Friday, September 23, 2011

Robert Capa Biography

Robert Capa
On October 22, 1913, Robert Capa was born by the name of Endre Erno Friedmann.  Friedmann was born and lived in Budapest, Hungary only until he was eighteen-years-old before realizing that there was little future in Hungary.  He fled to Berlin, leaving his home, and slowly found his passion in photography.  He had wanted to become a writer before photography, but he found that he grew to love the art of photography.  Capa had also had a younger brother, Cornell Capa, who had also become a photographer.  Later, Friedmann moved from Germany to France right as Nazism began to rise and found it harder to be a journalist.  During this time, Friedmann had adopted the name ‘Robert Capa’; Capa meaning shark.  He’d actually been a Hungarian combat photographer and a photojournalist back in Hungary.  He photographed several wars including: the First Indochina War, the 1948 Arab-Israeli War, the Second Sino-Japanese War, World War II, and the Spanish Civil War.

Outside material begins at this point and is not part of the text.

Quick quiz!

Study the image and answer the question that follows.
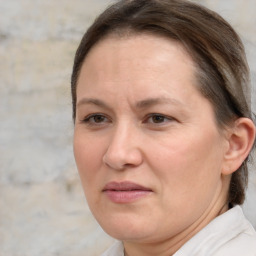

Just like most other photographers, Capa had his love life.  In 1934, he met a German woman named Gerda Pohorylle.  At the time, Capa had called himself Andre Friedmann.  Soon they became engaged, but during one of Capa’s business trips in 1937, Gerda had been killed during a battle in Madrid, Spain.  Six years later in 1943, he met another woman by the name of Elaine Justin.  They quickly fell in love, but there relationship lasted only until the end of the Spanish Civil War.  Elaine ended the relationship to marry one of her friends in 1945.  A few months later, Capa again fell in love with an actress named Ingrid Bergman.  In the December of 1945, he followed her to Hollywood.  She had tried convincing him to marry her, but Capa had already decided he did not wanted to live in Hollywood; their relationship also ended in the summer of 1946 when he traveled to Turkey. 
In 1936 Robert Capa had been known all across the globe for one of his photographs called “The Falling Soldier”.  His photograph was taken during the Spanish Civil War on the battle field where the soldier apparently fell to his death after being shot.  Later, during World War II, Capa lived in New York City to escape Nazi persecution. New York City kept him busy but he eventually took 106 photographs of World War II, but while the photos were being processed in the darkroom, a 15 year-old-assistant put the dryer on too high and melted most of the WWII photos.  A tea-boy named Larry Burrows was blamed for the accident even though he obviously had not done it.